長期経営計画作り合宿セミナー

目的は勝ち残り、目標はバランスシ-ト

 景気が悪くなる度に、中小企業の課題としてよく言われるコトバが「成り行き経営から戦略経営へ質の変換」である。「戦略経営」は、わが社はどうあるべきかという目的と、そのためには何をなすべきかという目標(手段)を明確にするところから始まる。
 「目的はパリ,目標はフランス軍」こう言ったのは戦略論の大家、クラウゼヴィッツである。戦争で究極の目的と、その目的を実現するための目標(手段)を混同してはならないということを、明確に述べたクラウゼヴィッツの比喩である。
 戦争の最終目的は相手の国に勝つことである。もし相手の軍隊と戦わずして勝つことができたら最高である。孫子のいう「最高の戦略は戦わずして勝つにあり」である。

 ゴーイングコンサーンとして企業を考えるとき、戦略経営の最終目的は、隆々として勝ち残れる企業を作ることである。隆々として活力ある企業とは、シッカリした理想的な財務体質を持った企業、つまり優れたバランスシートを持った企業である。決して売上が大きいとか、利益が大きいとか、キャッシュフローの額が多い企業ではない。もちろん、売上が大きく利益も確保されており、キャッシュフローの額が多ければ、それに越したことはない。しかし、利益やキャッシュフローは、企業存続の必要条件ではあっても十分条件ではない。
 企業、特に中小企業存続の十分条件は、理想的なバランスのとれた強い「バランスシート」であり、そして、その理想的なバランスシートを継続して維持していくことにある。

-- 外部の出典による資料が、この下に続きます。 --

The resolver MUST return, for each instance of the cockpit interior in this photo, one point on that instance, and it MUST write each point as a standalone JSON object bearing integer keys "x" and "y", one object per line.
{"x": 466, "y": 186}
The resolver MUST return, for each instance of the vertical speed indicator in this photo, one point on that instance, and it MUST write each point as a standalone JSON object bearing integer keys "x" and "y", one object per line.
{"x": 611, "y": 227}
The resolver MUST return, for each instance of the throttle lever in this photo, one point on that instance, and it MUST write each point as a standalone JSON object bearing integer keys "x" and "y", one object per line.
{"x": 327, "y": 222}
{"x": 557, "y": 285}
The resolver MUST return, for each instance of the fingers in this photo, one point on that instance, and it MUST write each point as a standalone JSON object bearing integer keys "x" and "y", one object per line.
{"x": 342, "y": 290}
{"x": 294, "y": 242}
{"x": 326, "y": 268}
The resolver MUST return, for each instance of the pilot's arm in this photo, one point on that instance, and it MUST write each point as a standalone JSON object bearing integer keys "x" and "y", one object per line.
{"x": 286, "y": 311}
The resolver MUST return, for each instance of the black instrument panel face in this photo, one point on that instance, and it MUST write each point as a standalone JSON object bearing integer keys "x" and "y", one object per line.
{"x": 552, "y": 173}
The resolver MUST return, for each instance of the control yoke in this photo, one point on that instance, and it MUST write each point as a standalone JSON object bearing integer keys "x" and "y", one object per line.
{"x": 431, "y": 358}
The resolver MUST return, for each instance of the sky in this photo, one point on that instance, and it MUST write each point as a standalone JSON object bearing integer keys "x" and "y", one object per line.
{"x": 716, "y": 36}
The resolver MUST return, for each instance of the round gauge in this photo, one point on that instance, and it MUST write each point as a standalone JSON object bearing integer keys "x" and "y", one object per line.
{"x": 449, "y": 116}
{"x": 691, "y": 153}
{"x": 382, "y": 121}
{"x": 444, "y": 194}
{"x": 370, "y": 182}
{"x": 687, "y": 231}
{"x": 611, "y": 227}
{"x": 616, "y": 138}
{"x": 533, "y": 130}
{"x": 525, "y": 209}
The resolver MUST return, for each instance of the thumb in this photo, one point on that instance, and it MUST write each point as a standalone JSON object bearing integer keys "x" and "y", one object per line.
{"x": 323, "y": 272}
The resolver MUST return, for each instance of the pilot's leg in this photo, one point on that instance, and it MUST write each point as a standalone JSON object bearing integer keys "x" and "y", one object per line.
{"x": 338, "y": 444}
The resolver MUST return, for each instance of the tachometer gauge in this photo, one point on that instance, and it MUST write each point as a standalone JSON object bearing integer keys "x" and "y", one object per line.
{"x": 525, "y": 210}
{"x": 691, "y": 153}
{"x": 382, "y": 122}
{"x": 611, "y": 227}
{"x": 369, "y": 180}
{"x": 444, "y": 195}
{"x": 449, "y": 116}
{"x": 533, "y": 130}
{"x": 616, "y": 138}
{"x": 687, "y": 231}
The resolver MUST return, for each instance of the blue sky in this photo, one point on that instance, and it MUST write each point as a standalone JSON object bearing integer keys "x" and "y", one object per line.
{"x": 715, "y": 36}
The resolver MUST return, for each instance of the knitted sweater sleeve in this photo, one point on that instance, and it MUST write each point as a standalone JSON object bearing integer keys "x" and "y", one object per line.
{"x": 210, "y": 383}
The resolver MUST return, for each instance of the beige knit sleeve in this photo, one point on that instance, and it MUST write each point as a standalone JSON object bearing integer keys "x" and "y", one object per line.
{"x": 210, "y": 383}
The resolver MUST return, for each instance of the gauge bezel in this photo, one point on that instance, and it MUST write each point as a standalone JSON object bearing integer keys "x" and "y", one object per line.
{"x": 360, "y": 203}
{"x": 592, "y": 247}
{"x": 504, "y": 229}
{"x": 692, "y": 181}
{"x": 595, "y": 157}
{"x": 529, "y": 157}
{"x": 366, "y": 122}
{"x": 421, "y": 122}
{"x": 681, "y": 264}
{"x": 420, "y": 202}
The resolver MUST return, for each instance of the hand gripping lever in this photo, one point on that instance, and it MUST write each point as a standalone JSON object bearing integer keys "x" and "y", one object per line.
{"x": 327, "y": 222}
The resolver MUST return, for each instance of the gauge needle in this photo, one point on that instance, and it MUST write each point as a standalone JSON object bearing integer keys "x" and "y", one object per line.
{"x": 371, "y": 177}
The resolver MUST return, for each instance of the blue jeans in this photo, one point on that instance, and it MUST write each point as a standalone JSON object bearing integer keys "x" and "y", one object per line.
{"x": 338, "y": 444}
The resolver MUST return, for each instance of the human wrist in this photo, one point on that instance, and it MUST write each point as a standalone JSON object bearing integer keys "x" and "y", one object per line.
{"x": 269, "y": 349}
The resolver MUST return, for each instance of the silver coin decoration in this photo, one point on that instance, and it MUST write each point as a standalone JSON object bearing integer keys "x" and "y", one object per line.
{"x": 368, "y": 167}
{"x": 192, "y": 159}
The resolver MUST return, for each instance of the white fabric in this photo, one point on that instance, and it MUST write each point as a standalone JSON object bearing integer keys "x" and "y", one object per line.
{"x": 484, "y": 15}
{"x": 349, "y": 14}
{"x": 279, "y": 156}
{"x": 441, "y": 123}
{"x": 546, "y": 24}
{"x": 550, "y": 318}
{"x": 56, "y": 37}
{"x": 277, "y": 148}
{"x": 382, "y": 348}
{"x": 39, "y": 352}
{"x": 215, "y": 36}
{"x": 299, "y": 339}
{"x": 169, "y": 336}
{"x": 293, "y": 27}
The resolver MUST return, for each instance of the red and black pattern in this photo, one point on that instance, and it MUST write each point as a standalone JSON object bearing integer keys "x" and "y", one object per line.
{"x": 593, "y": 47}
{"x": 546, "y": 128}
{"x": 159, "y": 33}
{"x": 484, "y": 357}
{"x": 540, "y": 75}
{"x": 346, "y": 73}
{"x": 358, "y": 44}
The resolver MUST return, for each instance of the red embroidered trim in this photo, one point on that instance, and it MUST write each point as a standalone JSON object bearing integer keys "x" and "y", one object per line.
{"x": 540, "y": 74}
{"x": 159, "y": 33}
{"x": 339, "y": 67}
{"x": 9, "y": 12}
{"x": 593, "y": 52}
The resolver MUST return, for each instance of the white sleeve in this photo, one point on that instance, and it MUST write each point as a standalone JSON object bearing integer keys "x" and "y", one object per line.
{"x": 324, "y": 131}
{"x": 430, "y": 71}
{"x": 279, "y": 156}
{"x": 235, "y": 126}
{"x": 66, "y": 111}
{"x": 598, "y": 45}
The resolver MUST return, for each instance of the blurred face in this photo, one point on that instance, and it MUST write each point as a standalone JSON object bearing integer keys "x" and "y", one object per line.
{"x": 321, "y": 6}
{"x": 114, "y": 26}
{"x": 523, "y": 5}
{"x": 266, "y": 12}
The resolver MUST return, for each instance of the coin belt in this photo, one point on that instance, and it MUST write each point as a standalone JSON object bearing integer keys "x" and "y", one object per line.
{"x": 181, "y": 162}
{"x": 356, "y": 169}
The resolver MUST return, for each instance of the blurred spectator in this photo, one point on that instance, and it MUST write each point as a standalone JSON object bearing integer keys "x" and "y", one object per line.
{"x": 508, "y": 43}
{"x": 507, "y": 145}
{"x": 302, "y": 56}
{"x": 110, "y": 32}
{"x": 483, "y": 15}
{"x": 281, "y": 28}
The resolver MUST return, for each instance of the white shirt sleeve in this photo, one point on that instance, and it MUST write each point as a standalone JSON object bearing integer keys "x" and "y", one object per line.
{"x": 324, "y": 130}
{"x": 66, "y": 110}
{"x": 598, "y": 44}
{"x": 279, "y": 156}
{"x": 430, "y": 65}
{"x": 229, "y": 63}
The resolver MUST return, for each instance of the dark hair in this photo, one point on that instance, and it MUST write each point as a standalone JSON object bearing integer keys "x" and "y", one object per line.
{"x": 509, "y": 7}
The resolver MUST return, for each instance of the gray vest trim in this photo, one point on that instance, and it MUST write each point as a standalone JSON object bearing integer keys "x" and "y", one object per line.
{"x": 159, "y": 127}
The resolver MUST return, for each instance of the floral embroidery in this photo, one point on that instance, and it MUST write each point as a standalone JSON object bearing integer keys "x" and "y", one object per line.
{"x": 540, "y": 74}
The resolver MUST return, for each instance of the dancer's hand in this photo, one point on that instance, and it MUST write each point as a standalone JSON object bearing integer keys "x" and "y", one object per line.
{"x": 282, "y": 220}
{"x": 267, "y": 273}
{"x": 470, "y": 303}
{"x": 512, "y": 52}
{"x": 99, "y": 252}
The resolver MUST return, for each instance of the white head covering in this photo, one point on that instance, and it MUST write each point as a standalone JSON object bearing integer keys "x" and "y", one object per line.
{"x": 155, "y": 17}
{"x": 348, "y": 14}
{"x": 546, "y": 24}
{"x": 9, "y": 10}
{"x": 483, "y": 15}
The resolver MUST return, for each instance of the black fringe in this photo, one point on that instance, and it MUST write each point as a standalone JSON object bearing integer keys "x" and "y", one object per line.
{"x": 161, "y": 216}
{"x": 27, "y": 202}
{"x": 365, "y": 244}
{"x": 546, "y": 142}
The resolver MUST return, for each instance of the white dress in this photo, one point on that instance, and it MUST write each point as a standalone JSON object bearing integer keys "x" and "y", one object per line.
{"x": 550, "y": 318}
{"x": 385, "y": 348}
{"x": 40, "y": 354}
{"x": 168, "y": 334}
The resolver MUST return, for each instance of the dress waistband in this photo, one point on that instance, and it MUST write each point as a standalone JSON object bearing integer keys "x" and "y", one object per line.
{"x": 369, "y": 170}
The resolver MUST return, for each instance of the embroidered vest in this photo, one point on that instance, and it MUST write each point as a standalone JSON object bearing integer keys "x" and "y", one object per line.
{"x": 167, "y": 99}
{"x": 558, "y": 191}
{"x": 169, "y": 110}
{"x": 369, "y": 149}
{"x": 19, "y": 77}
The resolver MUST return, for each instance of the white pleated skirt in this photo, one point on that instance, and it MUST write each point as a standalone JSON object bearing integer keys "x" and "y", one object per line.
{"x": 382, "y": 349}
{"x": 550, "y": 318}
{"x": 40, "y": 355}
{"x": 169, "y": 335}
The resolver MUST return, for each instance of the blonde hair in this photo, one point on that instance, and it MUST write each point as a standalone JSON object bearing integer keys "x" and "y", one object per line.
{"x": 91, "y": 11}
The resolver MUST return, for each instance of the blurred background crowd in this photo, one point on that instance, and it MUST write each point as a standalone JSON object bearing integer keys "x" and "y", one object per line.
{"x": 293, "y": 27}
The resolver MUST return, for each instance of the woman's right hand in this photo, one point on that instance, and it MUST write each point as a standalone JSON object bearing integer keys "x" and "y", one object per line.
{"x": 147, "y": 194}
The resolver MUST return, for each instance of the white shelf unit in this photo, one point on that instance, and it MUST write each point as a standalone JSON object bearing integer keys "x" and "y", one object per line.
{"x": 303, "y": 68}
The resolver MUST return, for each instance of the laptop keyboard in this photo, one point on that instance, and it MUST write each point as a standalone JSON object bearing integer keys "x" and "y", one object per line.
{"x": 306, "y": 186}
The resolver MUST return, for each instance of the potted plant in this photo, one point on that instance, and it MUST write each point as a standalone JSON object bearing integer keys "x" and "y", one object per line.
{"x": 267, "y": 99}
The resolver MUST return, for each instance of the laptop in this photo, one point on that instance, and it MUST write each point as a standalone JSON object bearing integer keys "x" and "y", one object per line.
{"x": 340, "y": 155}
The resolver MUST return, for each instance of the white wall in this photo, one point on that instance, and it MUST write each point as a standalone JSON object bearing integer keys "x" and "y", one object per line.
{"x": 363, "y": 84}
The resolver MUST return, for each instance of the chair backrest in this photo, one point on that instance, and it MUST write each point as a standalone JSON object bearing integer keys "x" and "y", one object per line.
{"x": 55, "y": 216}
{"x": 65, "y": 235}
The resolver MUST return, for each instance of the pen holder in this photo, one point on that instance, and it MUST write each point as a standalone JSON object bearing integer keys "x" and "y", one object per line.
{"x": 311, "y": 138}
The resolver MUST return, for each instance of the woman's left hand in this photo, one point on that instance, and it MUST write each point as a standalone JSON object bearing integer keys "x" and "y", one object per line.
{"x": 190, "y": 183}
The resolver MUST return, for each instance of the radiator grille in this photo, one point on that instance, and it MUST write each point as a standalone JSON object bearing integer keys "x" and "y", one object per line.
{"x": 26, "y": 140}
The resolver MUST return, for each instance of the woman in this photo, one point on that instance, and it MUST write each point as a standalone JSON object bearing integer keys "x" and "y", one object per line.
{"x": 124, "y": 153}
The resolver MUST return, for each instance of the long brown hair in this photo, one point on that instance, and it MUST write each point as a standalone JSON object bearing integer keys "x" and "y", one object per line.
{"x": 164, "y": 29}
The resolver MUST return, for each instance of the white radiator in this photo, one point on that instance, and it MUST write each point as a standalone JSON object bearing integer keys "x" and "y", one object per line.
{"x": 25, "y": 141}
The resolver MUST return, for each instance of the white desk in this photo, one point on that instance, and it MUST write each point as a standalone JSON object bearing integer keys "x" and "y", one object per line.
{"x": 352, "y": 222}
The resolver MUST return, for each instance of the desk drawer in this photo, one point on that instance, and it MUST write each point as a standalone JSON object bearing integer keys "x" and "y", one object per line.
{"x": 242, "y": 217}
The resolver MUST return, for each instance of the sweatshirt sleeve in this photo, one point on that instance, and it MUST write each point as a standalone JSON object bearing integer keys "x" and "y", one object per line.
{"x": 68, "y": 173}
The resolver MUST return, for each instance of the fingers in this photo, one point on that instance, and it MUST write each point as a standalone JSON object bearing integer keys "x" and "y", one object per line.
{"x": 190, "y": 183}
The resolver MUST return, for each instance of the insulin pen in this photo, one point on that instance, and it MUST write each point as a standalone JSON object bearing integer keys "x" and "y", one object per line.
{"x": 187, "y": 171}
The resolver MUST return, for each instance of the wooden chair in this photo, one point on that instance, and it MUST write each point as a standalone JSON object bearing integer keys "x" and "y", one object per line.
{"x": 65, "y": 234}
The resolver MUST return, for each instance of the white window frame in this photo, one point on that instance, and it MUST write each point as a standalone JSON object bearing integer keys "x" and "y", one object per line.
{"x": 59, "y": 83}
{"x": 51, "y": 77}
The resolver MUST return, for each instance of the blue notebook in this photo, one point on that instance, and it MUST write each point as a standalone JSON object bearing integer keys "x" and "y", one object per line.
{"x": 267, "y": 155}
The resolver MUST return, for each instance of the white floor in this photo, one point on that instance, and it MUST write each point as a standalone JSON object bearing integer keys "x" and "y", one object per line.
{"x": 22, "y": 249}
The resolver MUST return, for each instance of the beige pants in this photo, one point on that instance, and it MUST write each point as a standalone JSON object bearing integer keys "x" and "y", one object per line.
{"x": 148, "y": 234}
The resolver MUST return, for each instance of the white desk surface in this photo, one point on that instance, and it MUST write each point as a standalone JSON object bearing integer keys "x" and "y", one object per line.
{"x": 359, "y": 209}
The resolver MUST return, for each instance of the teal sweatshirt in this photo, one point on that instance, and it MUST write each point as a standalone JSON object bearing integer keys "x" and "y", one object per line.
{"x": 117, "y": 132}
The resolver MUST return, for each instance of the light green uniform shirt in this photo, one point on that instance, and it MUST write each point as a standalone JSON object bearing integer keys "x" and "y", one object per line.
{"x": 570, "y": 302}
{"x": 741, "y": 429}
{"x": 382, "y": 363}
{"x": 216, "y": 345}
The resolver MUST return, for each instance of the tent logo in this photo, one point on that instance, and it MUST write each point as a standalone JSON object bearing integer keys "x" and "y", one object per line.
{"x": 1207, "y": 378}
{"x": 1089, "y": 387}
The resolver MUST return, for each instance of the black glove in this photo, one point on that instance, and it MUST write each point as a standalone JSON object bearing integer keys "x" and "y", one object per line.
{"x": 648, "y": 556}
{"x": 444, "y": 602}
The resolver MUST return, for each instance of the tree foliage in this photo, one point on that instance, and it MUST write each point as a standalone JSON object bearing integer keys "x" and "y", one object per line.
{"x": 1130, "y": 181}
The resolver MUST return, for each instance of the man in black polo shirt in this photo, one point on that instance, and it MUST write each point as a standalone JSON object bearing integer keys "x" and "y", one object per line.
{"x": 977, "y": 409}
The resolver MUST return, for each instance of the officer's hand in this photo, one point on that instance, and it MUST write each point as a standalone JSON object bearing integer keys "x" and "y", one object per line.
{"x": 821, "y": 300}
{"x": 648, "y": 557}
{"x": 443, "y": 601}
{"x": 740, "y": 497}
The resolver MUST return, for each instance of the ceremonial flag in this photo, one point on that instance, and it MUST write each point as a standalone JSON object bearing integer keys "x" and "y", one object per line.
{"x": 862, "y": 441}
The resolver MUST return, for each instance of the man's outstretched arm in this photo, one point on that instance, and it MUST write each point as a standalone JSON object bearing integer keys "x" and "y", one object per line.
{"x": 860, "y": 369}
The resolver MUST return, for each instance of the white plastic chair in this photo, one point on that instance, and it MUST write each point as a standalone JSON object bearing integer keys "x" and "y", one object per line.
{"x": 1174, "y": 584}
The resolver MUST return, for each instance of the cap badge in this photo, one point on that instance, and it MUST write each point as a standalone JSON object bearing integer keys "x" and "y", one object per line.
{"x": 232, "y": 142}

 戦略経営というとき、「目的はゴーイングコンサ‐ン(勝ち残り)、目標はバランスシート」である。
「5年連続目標BSチャート」は、勝ち残りという企業目的を達成するために、必要な目標を5年間に渡って展開するために設計された表である。まず現状を確認し、そして初めに目的ありという経営姿勢を具体化するための表である。
 通常5年後の経営目標というと、5年後の売上であり5年後の利益を、つまり損益計算書を目標とする会社が殆どである。
しかし私は、勝ち残りという目的を遂げるためには、損益計算書を目標とするだけでは不十分であり、「貸借対照表」こそ目標とすべきであると強く主張する。その意味でも「貸借対照表を欠いた経営計画は経営計画ではない」と、常々言っている。